Meta‐theme 1, ‘COVID‐19 safety precautions at veterinary practice’, is characterised by descriptions of how COVID‐19‐related measures have led to changes in veterinary service delivery. For instance, personal protective equipment was commonly used, and social distancing was also seen in practices. In many cases, owners were collecting medication without seeing a veterinary professional (in particular, repeat prescriptions and flea/worming treatment). Many veterinary practices employed telemedicine as a way of running consultations: owners described consultations on the phone/through emails and specialist apps. Many participants were satisfied with this service; however, some said it was hard to ask questions and to understand the veterinarian. Participants also described consultations taking place in a car park instead of inside the clinic building. For some, this was a welcome change, as they thought their dog was worried by being inside the clinic, while others complained about a lack of privacy (in particular, when their dog was euthanised in the car park). Many described that their dog was seen without the owner being present. Most owners described this as stressful, explaining that they wished to be with their dog during the consultation to provide reassurance. Some also mentioned that not being with the dog during the consultation further hindered communication with the veterinarian, which they perceived in some cases led to missed diagnoses or further health complications. Being unable to be with the dog during the consultation was particularly stressful for owners who were considering euthanasia, owners of dogs with behavioural issues and those who owned elderly dogs.

Meta‐theme 2, ‘Availability of veterinary healthcare’, comprised data referring to attitudes about the availability of veterinary healthcare and issues accessing veterinary healthcare where it was sought. Some respondents were uncertain whether healthcare would be available, should it be needed, or if they would be able to access it, for instance, if they were isolating. Others reported on experiences of attempting to obtain veterinary healthcare. While some respondents stated that they had no difficulty doing so, others expressed difficulty making appointments for non‐emergency reasons. Some respondents were unable to even contact their practice. Most owner‐reported barriers to accessing veterinary healthcare or advice were related to the veterinary practice's adoption of COVID‐19‐related restrictions, and in particular, asking owners not to accompany their dogs into the practice, but some respondents also cited personal health, transport or financial reasons.

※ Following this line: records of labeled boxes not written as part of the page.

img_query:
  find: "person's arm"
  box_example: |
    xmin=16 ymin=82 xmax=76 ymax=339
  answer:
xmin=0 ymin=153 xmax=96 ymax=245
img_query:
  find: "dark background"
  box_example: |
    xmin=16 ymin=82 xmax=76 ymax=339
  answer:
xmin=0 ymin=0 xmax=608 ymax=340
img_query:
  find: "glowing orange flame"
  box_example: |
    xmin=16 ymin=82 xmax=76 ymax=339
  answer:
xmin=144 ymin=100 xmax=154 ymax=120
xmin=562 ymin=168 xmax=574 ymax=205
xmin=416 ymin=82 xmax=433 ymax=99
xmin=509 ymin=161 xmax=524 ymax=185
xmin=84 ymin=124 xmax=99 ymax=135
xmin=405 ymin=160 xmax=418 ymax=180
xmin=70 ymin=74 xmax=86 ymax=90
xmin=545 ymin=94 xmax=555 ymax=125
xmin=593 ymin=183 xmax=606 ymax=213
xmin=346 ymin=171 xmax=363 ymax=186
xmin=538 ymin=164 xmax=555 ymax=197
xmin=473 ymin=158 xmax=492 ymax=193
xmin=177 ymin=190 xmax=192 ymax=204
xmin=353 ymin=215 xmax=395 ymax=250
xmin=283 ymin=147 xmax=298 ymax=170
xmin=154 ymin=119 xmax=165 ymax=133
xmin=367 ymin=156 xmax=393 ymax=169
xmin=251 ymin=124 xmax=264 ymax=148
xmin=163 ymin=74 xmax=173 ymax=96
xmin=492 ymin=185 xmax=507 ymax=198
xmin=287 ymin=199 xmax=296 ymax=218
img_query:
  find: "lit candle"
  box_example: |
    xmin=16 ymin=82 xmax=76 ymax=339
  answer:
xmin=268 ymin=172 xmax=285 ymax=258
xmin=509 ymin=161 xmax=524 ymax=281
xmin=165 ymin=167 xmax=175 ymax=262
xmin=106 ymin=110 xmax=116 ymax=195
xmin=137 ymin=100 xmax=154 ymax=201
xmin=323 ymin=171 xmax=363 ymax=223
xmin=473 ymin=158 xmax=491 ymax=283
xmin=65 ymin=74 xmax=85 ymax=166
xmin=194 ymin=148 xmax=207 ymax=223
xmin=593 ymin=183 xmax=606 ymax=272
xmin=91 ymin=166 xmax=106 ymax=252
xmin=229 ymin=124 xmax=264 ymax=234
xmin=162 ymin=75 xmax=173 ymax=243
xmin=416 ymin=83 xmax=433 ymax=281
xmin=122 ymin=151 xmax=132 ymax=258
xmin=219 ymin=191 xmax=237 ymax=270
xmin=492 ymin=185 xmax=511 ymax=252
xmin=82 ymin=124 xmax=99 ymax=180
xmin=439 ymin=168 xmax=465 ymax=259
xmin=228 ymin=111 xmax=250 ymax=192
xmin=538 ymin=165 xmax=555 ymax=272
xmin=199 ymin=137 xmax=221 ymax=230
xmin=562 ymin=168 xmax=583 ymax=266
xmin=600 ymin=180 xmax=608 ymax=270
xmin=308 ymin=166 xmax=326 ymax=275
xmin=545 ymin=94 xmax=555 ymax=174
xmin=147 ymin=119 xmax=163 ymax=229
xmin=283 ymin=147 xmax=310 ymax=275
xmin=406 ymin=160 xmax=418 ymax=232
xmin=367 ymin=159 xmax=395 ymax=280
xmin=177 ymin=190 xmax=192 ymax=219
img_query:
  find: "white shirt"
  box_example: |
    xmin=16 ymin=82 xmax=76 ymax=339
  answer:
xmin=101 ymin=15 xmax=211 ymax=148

Meta‐theme 3, ‘Veterinarian‐client relationship’, covers aspects of responses that refer to the pandemic's impact on a respondent's (and/or their dog's) relationship with their veterinarian. This included references to an owner's or dog's familiarity with staff at their veterinary practice. This meta‐theme follows closely from meta‐theme 2, as the respondents often explained that their relationship with veterinarians was strengthened or undermined by the availability of healthcare, which also impacted the ‘Quality of Healthcare’. In some cases, respondents suggested that relationships had been terminated or were at risk of this, as some owners reported seeking veterinary healthcare elsewhere during the pandemic.

DISCUSSION

This study explored the experiences and concerns of UK and ROI dog owners related to veterinary healthcare during the COVID‐19 pandemic, including the likelihood of obtaining relevant veterinary healthcare during this period.

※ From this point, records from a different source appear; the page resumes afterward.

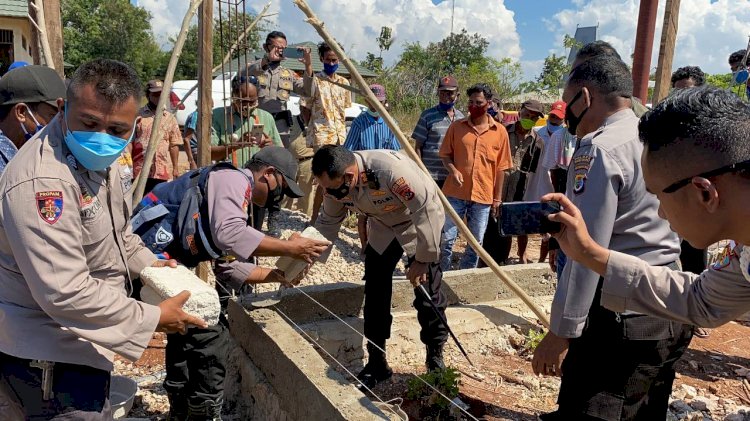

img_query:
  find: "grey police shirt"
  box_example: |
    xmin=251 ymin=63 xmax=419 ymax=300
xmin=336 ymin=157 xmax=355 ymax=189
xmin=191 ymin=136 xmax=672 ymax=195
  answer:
xmin=550 ymin=109 xmax=680 ymax=338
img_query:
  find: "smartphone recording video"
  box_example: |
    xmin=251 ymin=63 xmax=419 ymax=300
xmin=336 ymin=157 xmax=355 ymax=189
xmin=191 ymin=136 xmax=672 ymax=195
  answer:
xmin=498 ymin=202 xmax=561 ymax=236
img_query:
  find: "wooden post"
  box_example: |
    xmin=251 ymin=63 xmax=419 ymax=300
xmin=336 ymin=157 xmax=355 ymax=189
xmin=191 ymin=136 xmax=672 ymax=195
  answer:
xmin=293 ymin=0 xmax=549 ymax=328
xmin=633 ymin=0 xmax=659 ymax=104
xmin=42 ymin=0 xmax=65 ymax=79
xmin=651 ymin=0 xmax=680 ymax=105
xmin=197 ymin=1 xmax=214 ymax=281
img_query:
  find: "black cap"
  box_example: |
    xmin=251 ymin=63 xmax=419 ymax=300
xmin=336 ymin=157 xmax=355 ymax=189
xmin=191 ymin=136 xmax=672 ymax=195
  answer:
xmin=252 ymin=146 xmax=304 ymax=198
xmin=0 ymin=66 xmax=65 ymax=107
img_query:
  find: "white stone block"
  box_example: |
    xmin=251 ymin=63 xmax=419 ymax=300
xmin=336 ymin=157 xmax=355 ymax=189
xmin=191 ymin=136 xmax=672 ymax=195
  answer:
xmin=276 ymin=227 xmax=328 ymax=282
xmin=141 ymin=266 xmax=221 ymax=326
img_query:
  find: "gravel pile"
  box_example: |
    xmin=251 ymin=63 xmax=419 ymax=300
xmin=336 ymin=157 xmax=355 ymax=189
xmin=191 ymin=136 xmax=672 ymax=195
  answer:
xmin=667 ymin=380 xmax=750 ymax=421
xmin=257 ymin=209 xmax=405 ymax=292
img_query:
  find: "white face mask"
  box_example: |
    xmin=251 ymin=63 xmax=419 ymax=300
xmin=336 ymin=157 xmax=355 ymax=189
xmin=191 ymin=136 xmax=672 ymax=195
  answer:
xmin=740 ymin=246 xmax=750 ymax=282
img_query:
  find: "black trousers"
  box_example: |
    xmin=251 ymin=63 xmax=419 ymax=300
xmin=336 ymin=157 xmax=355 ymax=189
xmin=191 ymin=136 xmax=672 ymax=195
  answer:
xmin=364 ymin=240 xmax=448 ymax=346
xmin=164 ymin=312 xmax=229 ymax=405
xmin=0 ymin=353 xmax=112 ymax=421
xmin=556 ymin=278 xmax=693 ymax=421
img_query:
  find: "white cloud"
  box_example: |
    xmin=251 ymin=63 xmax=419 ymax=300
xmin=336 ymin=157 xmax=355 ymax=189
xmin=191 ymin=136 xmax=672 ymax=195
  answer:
xmin=139 ymin=0 xmax=521 ymax=63
xmin=548 ymin=0 xmax=750 ymax=73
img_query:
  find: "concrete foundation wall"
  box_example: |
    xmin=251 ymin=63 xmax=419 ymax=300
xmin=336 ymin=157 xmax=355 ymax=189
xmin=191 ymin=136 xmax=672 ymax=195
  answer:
xmin=261 ymin=263 xmax=556 ymax=323
xmin=226 ymin=264 xmax=555 ymax=421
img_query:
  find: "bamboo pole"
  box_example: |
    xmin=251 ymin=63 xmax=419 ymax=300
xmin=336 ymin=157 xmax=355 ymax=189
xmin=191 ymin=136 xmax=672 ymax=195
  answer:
xmin=293 ymin=0 xmax=549 ymax=328
xmin=173 ymin=1 xmax=273 ymax=112
xmin=133 ymin=0 xmax=203 ymax=203
xmin=29 ymin=0 xmax=54 ymax=71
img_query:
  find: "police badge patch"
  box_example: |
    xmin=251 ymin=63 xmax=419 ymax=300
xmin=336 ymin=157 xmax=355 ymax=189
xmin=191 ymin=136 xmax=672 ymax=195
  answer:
xmin=573 ymin=174 xmax=586 ymax=194
xmin=36 ymin=191 xmax=63 ymax=225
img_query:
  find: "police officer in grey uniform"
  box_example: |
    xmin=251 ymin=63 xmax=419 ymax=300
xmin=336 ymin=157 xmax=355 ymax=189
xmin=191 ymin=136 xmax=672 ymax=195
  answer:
xmin=0 ymin=60 xmax=206 ymax=420
xmin=545 ymin=87 xmax=750 ymax=342
xmin=312 ymin=145 xmax=448 ymax=388
xmin=533 ymin=56 xmax=692 ymax=420
xmin=133 ymin=146 xmax=329 ymax=420
xmin=250 ymin=31 xmax=313 ymax=148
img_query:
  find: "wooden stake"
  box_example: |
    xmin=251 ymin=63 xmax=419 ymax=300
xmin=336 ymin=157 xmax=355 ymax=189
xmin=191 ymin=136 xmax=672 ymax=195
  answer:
xmin=29 ymin=0 xmax=55 ymax=69
xmin=293 ymin=0 xmax=549 ymax=328
xmin=133 ymin=0 xmax=203 ymax=203
xmin=194 ymin=1 xmax=214 ymax=282
xmin=651 ymin=0 xmax=680 ymax=105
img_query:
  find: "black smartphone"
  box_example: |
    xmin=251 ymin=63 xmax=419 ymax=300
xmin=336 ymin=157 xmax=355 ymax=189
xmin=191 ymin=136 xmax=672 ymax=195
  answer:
xmin=284 ymin=47 xmax=305 ymax=58
xmin=498 ymin=202 xmax=561 ymax=236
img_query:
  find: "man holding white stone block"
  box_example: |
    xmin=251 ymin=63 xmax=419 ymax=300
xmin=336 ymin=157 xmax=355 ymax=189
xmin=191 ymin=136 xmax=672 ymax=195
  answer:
xmin=0 ymin=60 xmax=205 ymax=420
xmin=132 ymin=146 xmax=330 ymax=419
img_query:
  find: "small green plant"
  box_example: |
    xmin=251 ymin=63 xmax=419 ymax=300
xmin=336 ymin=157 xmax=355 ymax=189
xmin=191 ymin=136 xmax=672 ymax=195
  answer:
xmin=523 ymin=329 xmax=546 ymax=352
xmin=406 ymin=367 xmax=461 ymax=411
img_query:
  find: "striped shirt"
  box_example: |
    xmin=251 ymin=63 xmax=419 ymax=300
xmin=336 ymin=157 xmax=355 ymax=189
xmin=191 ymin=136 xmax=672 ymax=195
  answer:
xmin=344 ymin=111 xmax=401 ymax=152
xmin=411 ymin=106 xmax=464 ymax=181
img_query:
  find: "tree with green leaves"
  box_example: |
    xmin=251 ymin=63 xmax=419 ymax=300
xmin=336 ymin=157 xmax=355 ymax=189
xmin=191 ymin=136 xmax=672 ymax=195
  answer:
xmin=61 ymin=0 xmax=169 ymax=81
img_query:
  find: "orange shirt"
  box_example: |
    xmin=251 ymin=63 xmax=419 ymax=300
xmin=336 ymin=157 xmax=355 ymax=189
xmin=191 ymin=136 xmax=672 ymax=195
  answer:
xmin=440 ymin=118 xmax=513 ymax=205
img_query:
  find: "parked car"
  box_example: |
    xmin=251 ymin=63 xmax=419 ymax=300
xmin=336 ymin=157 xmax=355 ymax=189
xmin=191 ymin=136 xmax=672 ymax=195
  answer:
xmin=172 ymin=72 xmax=367 ymax=126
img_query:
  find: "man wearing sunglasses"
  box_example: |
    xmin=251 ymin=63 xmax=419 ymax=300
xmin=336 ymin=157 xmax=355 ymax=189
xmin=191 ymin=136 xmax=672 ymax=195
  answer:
xmin=312 ymin=145 xmax=448 ymax=388
xmin=544 ymin=86 xmax=750 ymax=358
xmin=532 ymin=55 xmax=692 ymax=421
xmin=132 ymin=146 xmax=329 ymax=420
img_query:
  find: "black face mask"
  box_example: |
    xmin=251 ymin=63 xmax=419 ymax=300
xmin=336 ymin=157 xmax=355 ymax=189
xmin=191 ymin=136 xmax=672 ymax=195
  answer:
xmin=326 ymin=177 xmax=349 ymax=200
xmin=263 ymin=175 xmax=284 ymax=209
xmin=565 ymin=89 xmax=589 ymax=136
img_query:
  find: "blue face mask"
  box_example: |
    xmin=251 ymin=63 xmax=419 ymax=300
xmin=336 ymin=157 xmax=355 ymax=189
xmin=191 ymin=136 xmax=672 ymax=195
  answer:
xmin=438 ymin=102 xmax=455 ymax=111
xmin=20 ymin=107 xmax=44 ymax=140
xmin=323 ymin=63 xmax=339 ymax=76
xmin=65 ymin=107 xmax=135 ymax=171
xmin=547 ymin=121 xmax=562 ymax=133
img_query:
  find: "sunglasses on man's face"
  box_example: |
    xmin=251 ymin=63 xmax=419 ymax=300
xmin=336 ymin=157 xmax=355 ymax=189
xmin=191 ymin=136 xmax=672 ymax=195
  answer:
xmin=662 ymin=160 xmax=750 ymax=193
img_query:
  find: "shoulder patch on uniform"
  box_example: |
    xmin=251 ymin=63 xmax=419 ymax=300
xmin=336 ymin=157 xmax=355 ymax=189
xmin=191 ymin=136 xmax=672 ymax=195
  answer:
xmin=573 ymin=174 xmax=586 ymax=194
xmin=711 ymin=245 xmax=737 ymax=270
xmin=573 ymin=155 xmax=591 ymax=172
xmin=391 ymin=177 xmax=414 ymax=202
xmin=36 ymin=191 xmax=63 ymax=225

The availability of veterinary healthcare during the initial months of the pandemic was a worry for over one‐third of survey participants. Similar concerns about the availability of veterinary healthcare during the pandemic have been reported by owners in the UK 22 as well as other countries, including Spain, the US, Canada and Australia. 13 , 22 , 23 , 24 Despite these concerns, the vast majority of this study's respondents who needed to access veterinary services since the lockdown began were able to do so. Nonetheless, delays in access to preventative healthcare were reported. Interpreting these findings within the COM‐B model of human behaviour change, they demonstrate that while the opportunity to seek help did not disappear, it was restricted and plausibly impacted upon owners’ motivation to seek treatments for their dogs.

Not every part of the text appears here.